Earlier this month, the California Court of Appeals overturned a $30 million judgment against the casino’s Shingle Springs Band of Miwok Indians. If the decision stood, the tribe stood a good chance of going bankrupt trying to pay it.
Lawsuit related to tribe’s first, failed casino attempt
The lawsuit stems from the tribe’s previous attempt to open a casino in the Sacramento area back in 1990s. Casino might be a generous word for it, honestly. The original gambling institution was little more than a tent with some table games inside.
Miwok’s gambling hall did not even have a regular schedule. Rather, it operated sporadically, rarely turning much of a profit. It closed up shop in 1998.
A decade later, the Miwok Tribe opened a full-fledged casino in 2008. The tribe’s timing was not ideal, coming in the middle of the Great Recession. Thankfully, California Gov. Jerry Brown agreed to revamp the casino compact. The tribe got a three-year break from tax payments in addition to a tax rate decrease.
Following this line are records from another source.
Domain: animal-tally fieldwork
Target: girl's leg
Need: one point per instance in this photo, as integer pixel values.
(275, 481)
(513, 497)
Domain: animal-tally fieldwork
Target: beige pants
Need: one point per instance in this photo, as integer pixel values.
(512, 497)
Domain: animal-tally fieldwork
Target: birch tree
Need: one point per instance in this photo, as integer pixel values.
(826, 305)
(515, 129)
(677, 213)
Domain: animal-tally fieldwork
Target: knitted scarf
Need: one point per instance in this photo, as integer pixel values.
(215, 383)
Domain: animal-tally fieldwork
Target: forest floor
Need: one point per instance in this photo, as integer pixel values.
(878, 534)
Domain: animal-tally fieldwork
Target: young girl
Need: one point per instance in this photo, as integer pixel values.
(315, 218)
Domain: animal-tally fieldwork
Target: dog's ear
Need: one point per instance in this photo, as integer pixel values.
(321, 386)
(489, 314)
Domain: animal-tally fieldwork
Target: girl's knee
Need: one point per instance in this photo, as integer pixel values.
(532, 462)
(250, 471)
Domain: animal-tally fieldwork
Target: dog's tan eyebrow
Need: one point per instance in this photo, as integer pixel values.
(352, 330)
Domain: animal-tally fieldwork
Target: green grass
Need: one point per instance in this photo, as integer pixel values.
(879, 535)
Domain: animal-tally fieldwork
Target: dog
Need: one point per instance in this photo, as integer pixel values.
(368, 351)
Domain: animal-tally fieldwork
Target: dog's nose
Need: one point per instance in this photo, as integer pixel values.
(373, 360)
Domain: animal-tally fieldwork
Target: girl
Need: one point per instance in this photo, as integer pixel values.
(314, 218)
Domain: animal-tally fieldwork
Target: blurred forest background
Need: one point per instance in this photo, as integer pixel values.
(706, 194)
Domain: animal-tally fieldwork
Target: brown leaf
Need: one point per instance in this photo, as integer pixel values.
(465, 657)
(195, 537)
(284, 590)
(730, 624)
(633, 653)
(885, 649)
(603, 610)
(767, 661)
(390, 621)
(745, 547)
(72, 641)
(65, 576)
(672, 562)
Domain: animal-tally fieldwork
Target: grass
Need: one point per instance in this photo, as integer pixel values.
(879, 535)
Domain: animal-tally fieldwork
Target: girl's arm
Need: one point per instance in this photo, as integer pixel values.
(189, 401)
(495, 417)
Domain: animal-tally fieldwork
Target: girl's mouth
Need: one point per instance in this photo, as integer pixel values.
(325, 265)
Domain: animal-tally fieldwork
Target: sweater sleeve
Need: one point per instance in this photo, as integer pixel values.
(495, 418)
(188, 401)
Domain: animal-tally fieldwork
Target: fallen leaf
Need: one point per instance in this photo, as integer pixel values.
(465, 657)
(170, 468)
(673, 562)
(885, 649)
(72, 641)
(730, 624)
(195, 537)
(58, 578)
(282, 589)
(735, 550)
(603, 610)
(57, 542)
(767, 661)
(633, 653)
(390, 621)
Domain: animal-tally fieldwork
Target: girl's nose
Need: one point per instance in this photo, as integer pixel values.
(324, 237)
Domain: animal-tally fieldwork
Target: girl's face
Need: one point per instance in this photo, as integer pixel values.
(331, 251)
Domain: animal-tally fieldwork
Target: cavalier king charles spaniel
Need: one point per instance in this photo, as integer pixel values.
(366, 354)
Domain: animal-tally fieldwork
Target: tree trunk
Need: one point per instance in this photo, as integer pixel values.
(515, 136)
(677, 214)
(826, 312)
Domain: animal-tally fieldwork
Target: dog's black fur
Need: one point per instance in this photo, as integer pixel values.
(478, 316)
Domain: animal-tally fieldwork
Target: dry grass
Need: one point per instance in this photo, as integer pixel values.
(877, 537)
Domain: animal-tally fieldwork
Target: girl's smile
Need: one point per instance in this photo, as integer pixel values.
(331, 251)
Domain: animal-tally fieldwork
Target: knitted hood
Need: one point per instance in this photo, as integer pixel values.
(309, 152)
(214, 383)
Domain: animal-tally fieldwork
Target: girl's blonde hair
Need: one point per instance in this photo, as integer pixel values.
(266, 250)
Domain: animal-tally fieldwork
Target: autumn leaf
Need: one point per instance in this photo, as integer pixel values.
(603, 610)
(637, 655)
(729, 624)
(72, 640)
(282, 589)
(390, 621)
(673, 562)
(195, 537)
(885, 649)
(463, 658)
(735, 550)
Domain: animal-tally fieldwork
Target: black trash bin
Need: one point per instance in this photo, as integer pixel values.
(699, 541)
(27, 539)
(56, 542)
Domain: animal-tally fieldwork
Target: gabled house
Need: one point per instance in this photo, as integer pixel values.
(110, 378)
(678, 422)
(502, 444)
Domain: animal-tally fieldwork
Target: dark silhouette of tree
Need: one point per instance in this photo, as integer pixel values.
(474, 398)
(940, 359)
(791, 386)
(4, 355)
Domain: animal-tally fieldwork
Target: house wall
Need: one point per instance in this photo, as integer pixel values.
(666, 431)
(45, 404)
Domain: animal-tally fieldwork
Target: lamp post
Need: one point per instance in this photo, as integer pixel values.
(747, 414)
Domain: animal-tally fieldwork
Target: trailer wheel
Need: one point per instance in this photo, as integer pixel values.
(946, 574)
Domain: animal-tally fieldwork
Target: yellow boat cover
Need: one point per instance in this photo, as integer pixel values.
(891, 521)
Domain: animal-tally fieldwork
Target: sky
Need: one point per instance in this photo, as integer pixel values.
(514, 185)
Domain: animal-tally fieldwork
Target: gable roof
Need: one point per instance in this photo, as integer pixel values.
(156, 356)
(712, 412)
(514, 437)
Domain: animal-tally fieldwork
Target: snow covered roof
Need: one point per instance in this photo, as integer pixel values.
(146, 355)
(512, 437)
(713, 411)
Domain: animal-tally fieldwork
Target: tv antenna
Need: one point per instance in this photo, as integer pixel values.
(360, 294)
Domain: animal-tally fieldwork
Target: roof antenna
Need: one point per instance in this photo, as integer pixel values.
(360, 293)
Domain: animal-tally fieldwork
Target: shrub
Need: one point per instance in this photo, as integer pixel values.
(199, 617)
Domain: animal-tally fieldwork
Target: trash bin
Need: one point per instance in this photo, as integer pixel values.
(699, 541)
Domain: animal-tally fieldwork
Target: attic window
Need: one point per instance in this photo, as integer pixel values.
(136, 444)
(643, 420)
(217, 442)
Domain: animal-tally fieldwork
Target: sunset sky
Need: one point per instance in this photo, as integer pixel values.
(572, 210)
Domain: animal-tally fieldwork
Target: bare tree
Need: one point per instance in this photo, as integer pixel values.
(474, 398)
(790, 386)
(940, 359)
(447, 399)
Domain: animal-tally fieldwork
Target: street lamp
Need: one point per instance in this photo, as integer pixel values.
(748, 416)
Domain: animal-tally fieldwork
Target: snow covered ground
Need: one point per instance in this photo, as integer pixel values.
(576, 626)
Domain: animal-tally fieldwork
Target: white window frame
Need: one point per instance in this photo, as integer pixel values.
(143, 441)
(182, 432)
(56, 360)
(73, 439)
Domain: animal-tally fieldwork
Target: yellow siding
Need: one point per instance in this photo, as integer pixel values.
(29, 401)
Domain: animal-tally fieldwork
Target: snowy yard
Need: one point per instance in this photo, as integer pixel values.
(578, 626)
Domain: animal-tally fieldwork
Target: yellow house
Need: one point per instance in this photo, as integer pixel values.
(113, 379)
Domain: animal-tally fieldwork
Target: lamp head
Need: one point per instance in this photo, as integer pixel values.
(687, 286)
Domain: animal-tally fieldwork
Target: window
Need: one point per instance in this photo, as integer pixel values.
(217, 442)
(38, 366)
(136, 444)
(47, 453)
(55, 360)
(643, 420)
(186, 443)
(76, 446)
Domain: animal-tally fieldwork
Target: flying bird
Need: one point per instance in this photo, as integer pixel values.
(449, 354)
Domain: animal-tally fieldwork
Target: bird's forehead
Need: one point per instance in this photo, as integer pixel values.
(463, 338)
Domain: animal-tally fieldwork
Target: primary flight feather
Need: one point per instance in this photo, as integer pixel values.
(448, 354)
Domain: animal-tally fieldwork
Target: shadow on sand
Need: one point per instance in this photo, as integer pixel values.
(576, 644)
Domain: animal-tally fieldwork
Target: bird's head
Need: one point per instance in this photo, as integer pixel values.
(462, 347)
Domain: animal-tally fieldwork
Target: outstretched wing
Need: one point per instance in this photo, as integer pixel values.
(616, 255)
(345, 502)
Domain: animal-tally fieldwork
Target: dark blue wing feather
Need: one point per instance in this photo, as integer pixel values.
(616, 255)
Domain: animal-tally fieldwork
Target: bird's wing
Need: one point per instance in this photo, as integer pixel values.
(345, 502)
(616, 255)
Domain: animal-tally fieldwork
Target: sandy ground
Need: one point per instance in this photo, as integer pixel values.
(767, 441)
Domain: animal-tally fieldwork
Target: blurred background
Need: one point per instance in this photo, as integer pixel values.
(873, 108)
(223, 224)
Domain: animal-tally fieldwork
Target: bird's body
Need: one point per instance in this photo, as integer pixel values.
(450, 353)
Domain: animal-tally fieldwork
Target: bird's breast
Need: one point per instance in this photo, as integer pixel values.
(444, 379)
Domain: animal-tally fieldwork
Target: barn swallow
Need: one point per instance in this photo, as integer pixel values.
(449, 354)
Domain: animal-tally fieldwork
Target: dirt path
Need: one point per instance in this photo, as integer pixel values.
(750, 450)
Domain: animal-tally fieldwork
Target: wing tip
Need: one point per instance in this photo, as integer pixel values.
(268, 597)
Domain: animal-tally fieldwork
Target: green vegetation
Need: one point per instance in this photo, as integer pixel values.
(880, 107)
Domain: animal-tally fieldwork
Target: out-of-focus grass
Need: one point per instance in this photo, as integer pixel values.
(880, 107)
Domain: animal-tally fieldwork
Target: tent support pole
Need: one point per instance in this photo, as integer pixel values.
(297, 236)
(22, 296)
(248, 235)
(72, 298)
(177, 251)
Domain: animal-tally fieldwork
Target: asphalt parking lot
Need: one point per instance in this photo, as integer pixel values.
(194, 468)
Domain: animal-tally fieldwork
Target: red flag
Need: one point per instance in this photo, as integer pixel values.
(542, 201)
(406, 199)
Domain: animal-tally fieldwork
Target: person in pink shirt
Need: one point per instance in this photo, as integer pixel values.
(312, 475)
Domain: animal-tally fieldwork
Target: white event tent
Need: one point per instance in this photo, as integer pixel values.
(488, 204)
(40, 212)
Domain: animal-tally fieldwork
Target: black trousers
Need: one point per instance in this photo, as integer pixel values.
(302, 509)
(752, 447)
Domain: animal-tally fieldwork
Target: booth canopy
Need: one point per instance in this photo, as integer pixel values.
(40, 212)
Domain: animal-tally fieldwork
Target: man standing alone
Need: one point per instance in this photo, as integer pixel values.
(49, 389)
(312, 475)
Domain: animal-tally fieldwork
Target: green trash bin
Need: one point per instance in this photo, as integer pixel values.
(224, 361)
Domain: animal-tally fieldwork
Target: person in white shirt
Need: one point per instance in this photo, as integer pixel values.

Unfortunately, that did not solve all of Miwok’s woes. Right around that time, Sharp Image Gaming filed a lawsuit against the tribe for violating its contract with the company.
Sharp Image partnered with the Miwoks for the gambling tent, but did not have a role in the brick and mortar Red Hawk Casino. As the slot supplier sees it, they should have been the one providing the machines for the new property when it opened. The Miwoks, on the other hand, contended they had no contractual obligation to include Sharp Image in its second try at gambling.
Courts previously sided with Sharp Image
Miwok Nation argued that, because the contract with Sharp Image did not get proper approval from the National Indian Gaming Commission, the contract ws void. The lower courts disagreed with that argument in 2011, ruling the tribe owed the company $30 million. With court fines, the amounted was more like $49 million.
That is a sum that could have crushed the casino during its rough early years. While the property now features over 2,500 slot machines and 60 table games, it took some time to find its footing. However, even now, such a judgment could be the end for the poperty.
After the Appeals Court issued its ruling, Nicholas Fonseca, Chairman of the Shingle Springs Band of Miwok, expressed his relief in a press release.
“I always believed the Tribe was in the right. I’m glad the Tribe had the perseverance to stay the course. This is a victory for all tribes in California.”